Armik Mirzayan

  • Armik Mirzayan has been an Assistant Professor in Native Studies, Lakota Language, and the Department of Modern Languages and Linguistics at the University of South Dakota since 2011. He earned his PhD in Linguistics from University of Colorado at Boulder in 2010. Armik has been studying Lakota and doing linguistic research on Siouan and Caddoan languages since 1999. His specific research within linguistics is focused on phonetics and sound patterns of languages, language change, and language revitalization. He completed his dissertation on Lakota Intonation and Prosody, a topic that he continues to study as a professor.

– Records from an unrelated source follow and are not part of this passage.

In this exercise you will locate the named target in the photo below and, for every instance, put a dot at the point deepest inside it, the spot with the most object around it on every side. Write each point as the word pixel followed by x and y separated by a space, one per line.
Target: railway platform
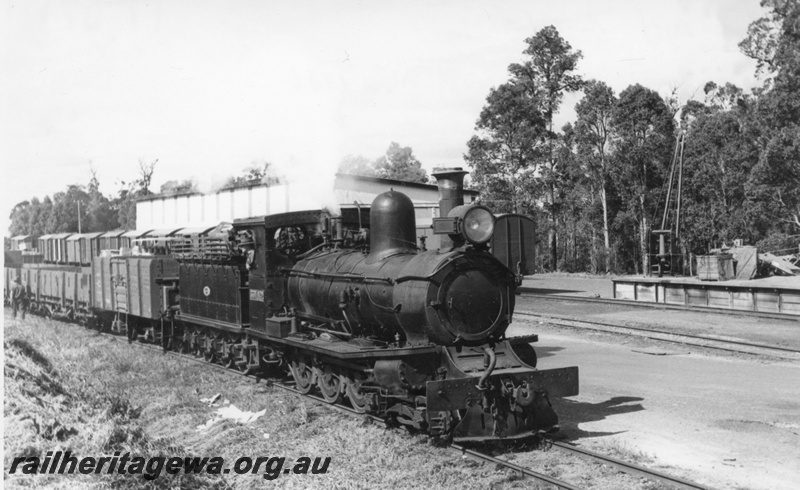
pixel 769 295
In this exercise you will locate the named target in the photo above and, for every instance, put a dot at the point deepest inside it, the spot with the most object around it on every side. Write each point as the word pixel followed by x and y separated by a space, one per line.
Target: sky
pixel 209 87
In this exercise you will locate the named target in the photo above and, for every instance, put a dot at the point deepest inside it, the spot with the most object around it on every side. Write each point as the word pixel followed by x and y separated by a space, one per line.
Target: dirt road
pixel 722 421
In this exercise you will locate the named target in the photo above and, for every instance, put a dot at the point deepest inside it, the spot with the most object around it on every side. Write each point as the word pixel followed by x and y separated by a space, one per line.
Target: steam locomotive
pixel 360 315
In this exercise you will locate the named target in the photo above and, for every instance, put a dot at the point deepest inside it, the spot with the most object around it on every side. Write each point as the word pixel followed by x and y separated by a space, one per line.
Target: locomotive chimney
pixel 451 195
pixel 393 226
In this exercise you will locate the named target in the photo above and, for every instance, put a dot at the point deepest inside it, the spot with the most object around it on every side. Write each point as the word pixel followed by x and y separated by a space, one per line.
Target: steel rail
pixel 664 332
pixel 629 468
pixel 343 408
pixel 526 292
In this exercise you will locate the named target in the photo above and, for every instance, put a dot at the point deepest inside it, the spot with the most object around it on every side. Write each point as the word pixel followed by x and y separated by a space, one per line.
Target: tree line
pixel 595 187
pixel 85 208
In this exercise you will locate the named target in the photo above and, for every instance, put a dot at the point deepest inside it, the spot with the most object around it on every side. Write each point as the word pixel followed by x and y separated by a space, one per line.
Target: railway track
pixel 715 343
pixel 529 293
pixel 629 468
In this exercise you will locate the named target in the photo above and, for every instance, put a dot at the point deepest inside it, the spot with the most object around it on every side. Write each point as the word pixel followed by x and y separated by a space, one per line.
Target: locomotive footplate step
pixel 512 404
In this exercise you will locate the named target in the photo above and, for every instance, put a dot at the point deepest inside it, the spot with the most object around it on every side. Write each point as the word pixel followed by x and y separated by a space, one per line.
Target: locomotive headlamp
pixel 469 222
pixel 477 225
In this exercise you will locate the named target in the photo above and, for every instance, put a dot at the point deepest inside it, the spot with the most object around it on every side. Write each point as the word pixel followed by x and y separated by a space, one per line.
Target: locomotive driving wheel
pixel 358 398
pixel 303 375
pixel 330 384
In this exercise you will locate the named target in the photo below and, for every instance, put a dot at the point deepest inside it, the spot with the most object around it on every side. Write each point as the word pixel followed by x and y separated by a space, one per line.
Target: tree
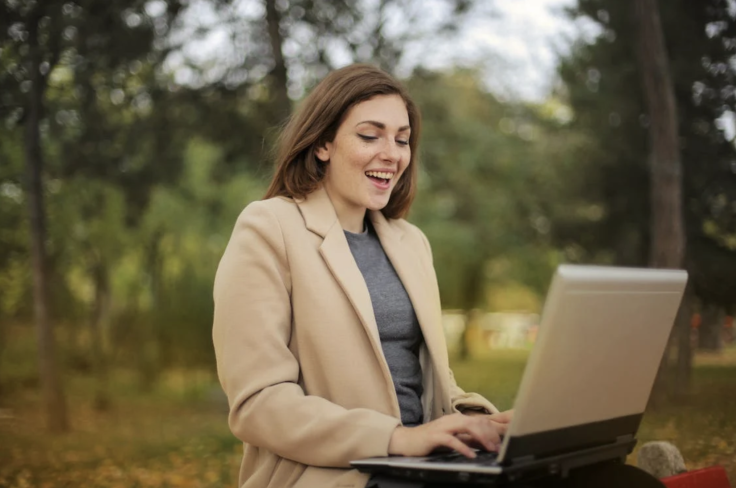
pixel 35 26
pixel 668 235
pixel 600 79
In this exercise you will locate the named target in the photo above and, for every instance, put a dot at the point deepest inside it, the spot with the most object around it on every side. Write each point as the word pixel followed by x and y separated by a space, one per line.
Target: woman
pixel 327 325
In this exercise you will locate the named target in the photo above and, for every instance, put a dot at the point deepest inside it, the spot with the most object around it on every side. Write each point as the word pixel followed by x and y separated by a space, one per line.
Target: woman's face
pixel 368 155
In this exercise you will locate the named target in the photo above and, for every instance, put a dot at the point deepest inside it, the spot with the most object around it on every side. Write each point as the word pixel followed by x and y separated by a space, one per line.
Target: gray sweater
pixel 398 327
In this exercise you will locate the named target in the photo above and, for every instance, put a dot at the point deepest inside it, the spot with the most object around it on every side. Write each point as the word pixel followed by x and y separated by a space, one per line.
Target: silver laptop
pixel 586 383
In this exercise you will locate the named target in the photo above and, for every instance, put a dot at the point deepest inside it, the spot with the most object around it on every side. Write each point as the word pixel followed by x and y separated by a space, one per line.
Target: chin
pixel 377 205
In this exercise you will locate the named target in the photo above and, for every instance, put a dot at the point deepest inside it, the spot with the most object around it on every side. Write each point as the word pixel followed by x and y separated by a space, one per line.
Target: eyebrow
pixel 381 125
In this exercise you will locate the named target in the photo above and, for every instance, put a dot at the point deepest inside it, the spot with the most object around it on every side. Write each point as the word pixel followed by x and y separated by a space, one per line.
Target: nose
pixel 390 152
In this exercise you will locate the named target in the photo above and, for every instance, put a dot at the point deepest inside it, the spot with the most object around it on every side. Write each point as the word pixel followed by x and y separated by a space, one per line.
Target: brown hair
pixel 299 171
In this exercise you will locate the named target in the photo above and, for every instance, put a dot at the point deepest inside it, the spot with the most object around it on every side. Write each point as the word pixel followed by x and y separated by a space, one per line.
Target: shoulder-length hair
pixel 299 171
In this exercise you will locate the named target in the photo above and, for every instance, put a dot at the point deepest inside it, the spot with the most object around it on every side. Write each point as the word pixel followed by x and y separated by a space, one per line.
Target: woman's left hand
pixel 500 421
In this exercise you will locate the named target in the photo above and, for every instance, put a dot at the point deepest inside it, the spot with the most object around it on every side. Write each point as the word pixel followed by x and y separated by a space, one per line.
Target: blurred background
pixel 133 132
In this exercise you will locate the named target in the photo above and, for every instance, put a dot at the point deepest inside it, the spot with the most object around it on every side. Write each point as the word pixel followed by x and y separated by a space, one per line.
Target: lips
pixel 380 183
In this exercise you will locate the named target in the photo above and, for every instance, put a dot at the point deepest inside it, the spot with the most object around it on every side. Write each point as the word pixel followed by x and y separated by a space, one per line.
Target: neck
pixel 352 219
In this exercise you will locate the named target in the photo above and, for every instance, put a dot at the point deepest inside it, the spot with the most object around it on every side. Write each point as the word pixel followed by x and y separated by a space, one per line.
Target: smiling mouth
pixel 382 177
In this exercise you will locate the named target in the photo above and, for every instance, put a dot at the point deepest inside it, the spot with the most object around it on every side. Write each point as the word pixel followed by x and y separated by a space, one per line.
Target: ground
pixel 177 435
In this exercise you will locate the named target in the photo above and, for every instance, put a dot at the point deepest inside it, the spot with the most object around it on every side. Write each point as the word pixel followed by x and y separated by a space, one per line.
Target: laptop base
pixel 519 471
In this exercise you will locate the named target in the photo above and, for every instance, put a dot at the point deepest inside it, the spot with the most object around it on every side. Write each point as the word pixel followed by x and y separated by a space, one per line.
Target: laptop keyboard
pixel 483 458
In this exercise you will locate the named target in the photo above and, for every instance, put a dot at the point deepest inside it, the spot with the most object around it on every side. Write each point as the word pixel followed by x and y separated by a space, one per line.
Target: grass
pixel 177 436
pixel 702 426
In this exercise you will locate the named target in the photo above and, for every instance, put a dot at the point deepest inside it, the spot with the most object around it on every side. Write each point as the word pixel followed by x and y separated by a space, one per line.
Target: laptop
pixel 585 386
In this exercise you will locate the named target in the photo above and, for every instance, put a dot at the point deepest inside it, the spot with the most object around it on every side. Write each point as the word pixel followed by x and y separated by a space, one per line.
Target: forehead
pixel 387 109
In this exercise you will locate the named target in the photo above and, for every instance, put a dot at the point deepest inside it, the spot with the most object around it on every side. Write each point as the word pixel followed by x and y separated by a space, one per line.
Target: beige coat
pixel 297 346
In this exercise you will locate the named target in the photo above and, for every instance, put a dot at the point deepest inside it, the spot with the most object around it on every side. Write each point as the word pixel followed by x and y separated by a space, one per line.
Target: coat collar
pixel 320 217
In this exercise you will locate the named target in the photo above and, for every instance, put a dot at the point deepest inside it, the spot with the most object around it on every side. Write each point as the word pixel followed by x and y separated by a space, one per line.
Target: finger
pixel 501 429
pixel 502 417
pixel 454 443
pixel 480 430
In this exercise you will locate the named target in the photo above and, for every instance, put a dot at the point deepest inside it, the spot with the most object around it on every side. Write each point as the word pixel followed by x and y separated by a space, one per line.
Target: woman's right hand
pixel 446 431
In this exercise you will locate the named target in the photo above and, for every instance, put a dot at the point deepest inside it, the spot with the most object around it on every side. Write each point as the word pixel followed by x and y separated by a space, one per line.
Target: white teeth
pixel 380 174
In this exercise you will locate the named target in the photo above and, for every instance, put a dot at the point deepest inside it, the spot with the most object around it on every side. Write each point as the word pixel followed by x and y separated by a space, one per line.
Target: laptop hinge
pixel 522 459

Throughout his graduate career he was a research assistant in Language Documentation and Revitalization, working extensively in the field among several indigenous communities. He has recorded, digitized, and managed video/audio databases for Wichita, an endangered Indigenous American language of the Caddoan family. Currently, Armik teaches and coordinates the Lakota Language and Linguistics programs at USD. Between 2011 and 2013 he also served as the language and linguistics instructor for the Lakota Language Education Action Program, a federally funded program held jointly at USD and at Sitting Bull College. During the summertime Armik travels, chases storms, writes, and frequently teaches for the Lakota and MHA Summer Institutes. He has been teaching Arikara at the MHA Summer Institute since 2014.